José Anthony Torres

Personal information
- Full name: José Mario Anthony Torres
- Date of birth: 27 August 1972 (age 53)
- Place of birth: El Porvenir, Panama
- Height: 1.78 m (5 ft 10 in)
- Position: defender

Senior career*
- Years: Team / Apps / (Gls)
- 1996–2003: Platense
- 2003: Real España
- 2004–2005: Marathón
- 2005–2006: Persepolis / 1 / (0)
- 2006–2007: Victoria
- 2007–2008: Arsenal
- 2008: Deportivo Sanarate F.C.
- 2009: C.D. Guastatoya
- 2010: Sporting San Miguelito / 27 / (1)

International career
- 1999–2009: Panama / 75 / (0)

Managerial career
- 2012–2019: Sporting San Miguelito

= José Anthony Torres =

Panamanian footballer and manager (born 1972)

José Mario Anthony Torres (born 27 August 1972) is a Panamanian former football defender. He was nicknamed “El caballo de hierro” (the iron horse) because of tackling capabilities.

==Club career==
Nicknamed Chalate, Torres has had a lengthy career abroad playing for Honduran sides like Platense and Arsenal Roatán. He left Platense after seven years for Real España in summer 2003.

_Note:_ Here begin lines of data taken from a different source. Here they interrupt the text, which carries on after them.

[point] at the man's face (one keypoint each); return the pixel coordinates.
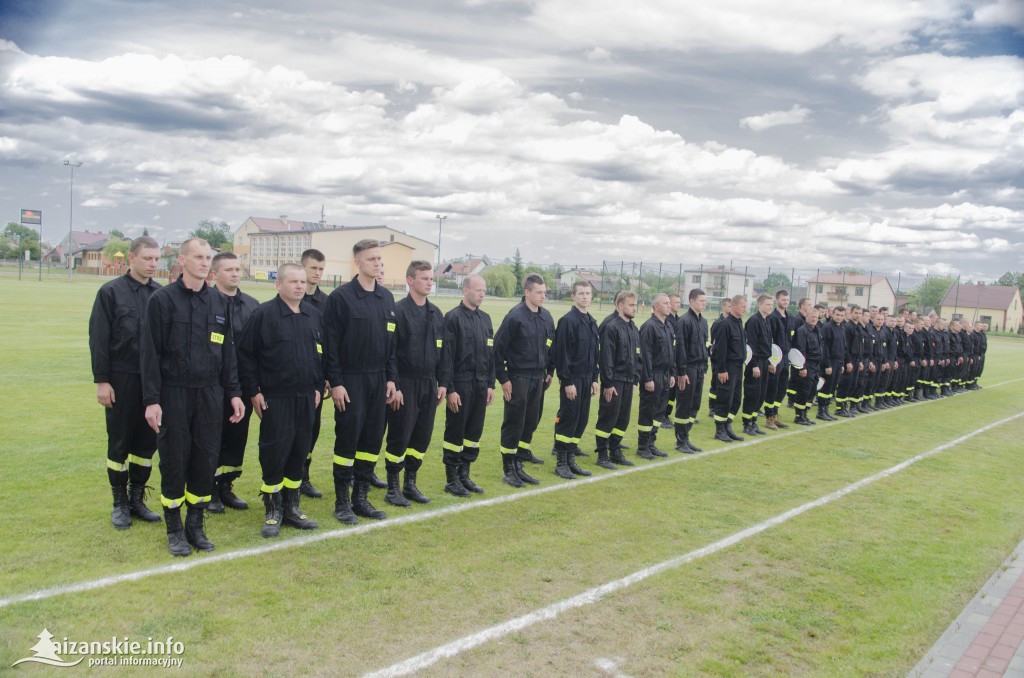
(144, 262)
(422, 283)
(314, 270)
(293, 287)
(228, 274)
(370, 262)
(196, 261)
(537, 294)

In January 2004 he left Real España after he refused to take up Honduran citizenship which the club asked him to bypass the foreign player quota. He then joined fellow Panamanian Donaldo González at Marathón and he moved to Iran to play alongside compatriot Carlos Rivera with local giants Persepolis.

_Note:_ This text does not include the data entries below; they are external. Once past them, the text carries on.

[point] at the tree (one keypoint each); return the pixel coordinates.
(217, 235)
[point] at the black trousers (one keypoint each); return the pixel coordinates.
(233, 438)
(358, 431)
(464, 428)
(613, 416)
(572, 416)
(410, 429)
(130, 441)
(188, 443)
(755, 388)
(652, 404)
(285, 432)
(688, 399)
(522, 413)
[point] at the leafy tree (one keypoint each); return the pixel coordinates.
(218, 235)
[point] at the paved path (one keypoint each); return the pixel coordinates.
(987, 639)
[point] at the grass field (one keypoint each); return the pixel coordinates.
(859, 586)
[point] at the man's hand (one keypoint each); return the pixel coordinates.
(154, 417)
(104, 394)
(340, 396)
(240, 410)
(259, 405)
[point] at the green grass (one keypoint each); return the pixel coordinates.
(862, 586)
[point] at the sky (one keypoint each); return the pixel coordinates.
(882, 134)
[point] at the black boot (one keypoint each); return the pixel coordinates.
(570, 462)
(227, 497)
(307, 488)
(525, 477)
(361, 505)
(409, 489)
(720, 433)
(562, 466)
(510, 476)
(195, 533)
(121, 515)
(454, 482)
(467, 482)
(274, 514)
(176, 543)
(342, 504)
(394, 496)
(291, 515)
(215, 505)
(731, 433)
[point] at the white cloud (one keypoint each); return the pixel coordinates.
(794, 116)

In January 2007, Torres returned to Honduras to play for Victoria after an unsuccessful spell with Persepolis. Later, he played in Guatemala for second division sides Deportivo Sanarate F.C. and C.D. Guastatoya. He returned to Panama in January 2010 after 14 years abroad when signed by Sporting San Miguelito.

==International career==
Torres made his debut for Panama in an October 1999 friendly match against Trinidad and Tobago and has earned a total of 75 caps, scoring no goals. He represented his country in 23 FIFA World Cup qualification matches and was a member of the 2005 CONCACAF Gold Cup team, who finished second in the tournament and he also played at the 2009 CONCACAF Gold Cup.

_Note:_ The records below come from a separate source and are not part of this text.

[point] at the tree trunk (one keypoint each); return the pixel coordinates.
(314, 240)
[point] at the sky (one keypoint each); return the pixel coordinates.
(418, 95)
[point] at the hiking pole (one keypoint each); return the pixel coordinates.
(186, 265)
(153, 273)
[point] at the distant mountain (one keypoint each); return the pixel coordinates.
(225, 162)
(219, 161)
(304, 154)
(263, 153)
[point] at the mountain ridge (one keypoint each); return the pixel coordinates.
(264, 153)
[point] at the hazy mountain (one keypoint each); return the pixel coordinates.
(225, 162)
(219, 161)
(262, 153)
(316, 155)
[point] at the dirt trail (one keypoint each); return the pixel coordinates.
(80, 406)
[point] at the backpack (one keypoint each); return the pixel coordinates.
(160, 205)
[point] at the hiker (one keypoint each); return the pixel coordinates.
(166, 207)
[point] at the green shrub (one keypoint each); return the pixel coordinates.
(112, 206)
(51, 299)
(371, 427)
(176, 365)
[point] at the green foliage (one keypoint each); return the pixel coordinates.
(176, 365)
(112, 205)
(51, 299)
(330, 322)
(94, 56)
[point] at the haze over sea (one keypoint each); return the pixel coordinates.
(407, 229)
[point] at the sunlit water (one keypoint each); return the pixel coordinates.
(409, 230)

His final international was a June 2009 friendly match against Haiti.

==Honours and awards==

===Club===
- C.D. Platense
- Liga Nacional de Fútbol Profesional de Honduras (1): 2000–01
- Honduran Cup (2): 1996, 1997

- C.D. Marathón
- Liga Nacional de Fútbol Profesional de Honduras (1): 2004–05
Panama

- CONCACAF Gold Cup runner-up: 2005

==Managerial career==
Anthony Torres was appointed manager of Sporting San Miguelito in September 2012 and immediately won the club's first league title in 2013.